Actually, the easy generalizations don’t apply down here; they never do, but in this case they seem to apply even less than usual. There is a President George Bush Turnpike that I’ve been forced to drive down on several occasions, as well as large pro-life billboards littering the route down from Dallas to San Antonio, and stuff like that — but none of the in-your-face, bright red conservatism I was expecting to encounter.
In fact, if there is any lesson to be drawn from a vacation that has consisted chiefly of lounging, chatting, eating, and laughing, it’s this: politics are a blight on the soul, and have nothing important to contribute to your life. I used to think that politics were your innermost beliefs made manifest, but I was wrong.
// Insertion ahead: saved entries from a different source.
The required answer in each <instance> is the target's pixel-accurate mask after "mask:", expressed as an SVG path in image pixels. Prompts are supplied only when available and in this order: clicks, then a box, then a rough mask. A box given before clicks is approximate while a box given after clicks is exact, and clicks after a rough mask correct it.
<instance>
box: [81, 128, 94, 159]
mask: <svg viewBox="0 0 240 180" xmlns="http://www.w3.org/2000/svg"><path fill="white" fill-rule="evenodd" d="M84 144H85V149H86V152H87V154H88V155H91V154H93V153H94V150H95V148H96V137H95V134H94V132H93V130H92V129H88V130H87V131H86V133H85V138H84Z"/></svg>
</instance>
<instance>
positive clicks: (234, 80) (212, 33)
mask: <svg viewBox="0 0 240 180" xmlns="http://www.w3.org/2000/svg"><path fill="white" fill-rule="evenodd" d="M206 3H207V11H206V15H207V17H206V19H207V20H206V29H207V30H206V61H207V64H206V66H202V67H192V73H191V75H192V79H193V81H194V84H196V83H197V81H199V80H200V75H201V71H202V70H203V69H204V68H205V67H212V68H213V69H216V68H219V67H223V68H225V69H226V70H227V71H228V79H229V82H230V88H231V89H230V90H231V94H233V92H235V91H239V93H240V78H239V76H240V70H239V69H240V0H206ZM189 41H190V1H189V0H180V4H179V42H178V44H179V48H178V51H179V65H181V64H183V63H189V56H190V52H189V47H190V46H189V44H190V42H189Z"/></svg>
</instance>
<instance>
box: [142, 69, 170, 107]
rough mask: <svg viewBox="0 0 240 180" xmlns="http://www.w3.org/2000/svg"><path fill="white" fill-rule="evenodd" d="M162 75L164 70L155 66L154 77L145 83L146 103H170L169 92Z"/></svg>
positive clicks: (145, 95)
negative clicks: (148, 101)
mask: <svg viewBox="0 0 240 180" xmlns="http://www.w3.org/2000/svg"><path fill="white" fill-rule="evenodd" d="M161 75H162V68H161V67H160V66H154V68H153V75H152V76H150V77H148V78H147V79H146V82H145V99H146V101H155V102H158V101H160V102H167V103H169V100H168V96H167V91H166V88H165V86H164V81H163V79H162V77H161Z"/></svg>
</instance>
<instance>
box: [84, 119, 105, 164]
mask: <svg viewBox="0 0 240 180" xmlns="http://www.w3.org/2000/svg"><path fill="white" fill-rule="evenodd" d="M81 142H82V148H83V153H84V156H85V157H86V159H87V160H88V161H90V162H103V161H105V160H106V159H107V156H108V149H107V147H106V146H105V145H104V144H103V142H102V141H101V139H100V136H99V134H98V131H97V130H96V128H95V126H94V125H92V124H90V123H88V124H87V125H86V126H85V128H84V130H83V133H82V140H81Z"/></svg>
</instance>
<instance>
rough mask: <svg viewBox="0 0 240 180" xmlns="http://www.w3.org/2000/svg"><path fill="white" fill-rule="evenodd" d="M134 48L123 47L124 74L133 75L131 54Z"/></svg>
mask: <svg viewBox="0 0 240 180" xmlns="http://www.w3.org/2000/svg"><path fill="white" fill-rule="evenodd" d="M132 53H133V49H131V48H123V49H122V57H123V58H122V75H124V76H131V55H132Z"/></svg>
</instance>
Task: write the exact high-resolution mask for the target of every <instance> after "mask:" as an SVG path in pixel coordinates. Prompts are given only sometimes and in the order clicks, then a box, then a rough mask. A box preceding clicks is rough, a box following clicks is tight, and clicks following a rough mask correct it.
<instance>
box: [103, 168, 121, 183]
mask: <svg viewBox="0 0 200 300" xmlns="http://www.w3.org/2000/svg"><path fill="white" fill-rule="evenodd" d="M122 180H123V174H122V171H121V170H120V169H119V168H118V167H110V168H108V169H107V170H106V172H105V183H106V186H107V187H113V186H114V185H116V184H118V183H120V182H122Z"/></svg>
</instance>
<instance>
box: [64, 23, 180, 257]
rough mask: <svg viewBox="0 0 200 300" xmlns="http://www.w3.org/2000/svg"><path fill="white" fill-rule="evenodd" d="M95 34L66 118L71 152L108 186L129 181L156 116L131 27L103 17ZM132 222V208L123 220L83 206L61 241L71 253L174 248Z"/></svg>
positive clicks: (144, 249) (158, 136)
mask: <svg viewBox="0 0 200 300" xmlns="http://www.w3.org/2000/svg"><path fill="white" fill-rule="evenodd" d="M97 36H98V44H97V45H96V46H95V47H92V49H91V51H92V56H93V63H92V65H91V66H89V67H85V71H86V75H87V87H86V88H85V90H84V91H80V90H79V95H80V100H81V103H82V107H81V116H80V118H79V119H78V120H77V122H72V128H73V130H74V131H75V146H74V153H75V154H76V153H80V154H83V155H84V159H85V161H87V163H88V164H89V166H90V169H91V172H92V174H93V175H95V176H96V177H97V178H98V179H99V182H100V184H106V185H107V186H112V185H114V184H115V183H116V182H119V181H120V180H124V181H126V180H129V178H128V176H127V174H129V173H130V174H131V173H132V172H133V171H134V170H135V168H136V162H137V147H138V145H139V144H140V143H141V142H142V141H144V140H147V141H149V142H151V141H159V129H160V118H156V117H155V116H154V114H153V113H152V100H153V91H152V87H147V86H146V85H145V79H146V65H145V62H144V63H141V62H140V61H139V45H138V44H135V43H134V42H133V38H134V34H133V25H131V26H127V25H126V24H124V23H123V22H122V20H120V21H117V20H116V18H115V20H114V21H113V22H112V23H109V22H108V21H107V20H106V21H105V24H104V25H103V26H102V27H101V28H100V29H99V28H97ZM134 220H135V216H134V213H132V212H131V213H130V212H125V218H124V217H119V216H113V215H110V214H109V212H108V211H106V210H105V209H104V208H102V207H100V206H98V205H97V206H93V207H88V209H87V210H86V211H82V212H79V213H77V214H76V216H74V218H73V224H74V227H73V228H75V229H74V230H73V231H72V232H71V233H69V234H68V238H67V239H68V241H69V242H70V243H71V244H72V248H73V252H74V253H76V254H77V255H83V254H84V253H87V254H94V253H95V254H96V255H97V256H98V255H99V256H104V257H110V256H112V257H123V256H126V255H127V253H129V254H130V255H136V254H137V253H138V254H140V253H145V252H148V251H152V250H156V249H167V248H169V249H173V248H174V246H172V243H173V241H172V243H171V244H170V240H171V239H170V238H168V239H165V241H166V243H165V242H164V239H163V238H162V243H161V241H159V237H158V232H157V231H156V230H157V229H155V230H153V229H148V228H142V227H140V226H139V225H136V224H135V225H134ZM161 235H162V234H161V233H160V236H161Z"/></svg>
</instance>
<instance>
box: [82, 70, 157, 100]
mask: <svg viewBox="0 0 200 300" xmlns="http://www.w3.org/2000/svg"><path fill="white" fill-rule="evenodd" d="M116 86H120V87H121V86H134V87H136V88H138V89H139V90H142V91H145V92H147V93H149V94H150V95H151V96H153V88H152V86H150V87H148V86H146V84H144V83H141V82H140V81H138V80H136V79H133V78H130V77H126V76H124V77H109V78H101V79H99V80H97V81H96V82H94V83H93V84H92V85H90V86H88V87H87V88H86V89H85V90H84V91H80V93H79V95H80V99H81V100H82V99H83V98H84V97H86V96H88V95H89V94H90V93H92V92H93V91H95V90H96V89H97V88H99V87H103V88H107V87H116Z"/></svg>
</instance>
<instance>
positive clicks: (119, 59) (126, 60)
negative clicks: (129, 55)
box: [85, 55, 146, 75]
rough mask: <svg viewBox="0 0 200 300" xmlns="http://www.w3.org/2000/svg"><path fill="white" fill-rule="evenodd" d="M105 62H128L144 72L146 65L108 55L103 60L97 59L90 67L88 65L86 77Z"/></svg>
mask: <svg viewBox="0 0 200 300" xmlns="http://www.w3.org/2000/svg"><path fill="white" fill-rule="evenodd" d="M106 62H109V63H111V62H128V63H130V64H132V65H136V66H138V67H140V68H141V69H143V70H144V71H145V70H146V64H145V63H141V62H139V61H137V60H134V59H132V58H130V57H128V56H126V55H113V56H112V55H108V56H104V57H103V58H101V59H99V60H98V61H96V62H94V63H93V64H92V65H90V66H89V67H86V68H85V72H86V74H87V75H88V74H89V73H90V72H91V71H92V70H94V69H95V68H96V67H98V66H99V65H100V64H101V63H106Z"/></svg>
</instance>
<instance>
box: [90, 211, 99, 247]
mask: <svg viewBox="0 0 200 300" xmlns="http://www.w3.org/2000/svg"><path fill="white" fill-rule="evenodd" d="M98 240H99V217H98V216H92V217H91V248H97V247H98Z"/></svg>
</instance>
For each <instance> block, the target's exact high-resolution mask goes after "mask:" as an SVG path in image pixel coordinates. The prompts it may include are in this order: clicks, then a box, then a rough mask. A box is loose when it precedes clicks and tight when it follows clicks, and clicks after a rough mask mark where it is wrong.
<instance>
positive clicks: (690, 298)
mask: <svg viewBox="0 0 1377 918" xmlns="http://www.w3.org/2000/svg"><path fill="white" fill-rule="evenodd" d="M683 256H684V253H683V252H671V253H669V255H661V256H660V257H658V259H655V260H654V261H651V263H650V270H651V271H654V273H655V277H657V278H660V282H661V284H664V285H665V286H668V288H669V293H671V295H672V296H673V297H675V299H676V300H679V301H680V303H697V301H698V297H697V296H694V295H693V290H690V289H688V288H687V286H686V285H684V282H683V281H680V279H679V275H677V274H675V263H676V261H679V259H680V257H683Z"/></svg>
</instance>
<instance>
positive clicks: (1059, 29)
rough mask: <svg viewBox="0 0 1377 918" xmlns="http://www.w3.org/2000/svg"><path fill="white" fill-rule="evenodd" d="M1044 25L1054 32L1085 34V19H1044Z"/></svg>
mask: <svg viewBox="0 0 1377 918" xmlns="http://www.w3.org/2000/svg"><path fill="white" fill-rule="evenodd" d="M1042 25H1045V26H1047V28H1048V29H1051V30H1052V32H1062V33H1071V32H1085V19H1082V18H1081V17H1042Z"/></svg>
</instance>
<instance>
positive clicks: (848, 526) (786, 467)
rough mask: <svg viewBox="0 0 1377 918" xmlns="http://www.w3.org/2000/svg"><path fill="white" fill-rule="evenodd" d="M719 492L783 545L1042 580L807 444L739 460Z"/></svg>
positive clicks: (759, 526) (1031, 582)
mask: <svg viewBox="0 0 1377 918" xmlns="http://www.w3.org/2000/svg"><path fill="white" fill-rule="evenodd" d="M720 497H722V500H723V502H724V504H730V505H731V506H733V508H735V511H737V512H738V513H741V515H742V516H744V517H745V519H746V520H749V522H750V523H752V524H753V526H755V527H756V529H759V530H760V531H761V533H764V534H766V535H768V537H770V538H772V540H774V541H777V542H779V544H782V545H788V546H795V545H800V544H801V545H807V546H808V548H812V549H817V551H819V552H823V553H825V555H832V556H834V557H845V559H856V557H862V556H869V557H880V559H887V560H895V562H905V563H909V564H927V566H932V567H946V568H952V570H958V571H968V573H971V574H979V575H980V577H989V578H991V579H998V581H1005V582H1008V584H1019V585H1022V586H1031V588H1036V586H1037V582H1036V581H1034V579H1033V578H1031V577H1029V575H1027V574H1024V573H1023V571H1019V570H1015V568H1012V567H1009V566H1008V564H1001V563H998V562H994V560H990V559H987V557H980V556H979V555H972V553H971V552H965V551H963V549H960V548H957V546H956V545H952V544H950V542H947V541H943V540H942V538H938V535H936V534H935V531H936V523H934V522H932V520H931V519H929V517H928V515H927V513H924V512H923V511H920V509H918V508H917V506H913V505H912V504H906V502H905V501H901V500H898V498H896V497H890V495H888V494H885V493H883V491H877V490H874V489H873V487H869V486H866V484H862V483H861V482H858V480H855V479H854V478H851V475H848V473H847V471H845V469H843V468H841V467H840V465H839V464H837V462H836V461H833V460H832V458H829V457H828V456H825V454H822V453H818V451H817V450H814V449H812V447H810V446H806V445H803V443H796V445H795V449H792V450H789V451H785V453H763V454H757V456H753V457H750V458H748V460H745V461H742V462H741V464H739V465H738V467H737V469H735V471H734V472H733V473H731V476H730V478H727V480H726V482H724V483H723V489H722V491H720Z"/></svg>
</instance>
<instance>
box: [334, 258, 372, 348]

They’re informed by your beliefs, but they don’t really represent them, at least not for long; they’re too tainted by cynicism and corruption and the ambient shrillness of the chatterati to represent much of anything at all. What they can do, however, is serve as a kind of malign feedback mechanism that soils your actual opinions with dogmatism and bile. There’s no agreeing to disagree in this charged climate; you stake a position and cling to it as if your life depended on it, swatting down rational discussions and reasoned counter-arguments like some sort of ideological king kong, clutching the Faye Wray of your true beliefs in …
Ug. Ok. That’s enough of that. The point is, no political discussions have occurred during this past week, and I barely got worked up about any of W’s latest outrages. Which was nice.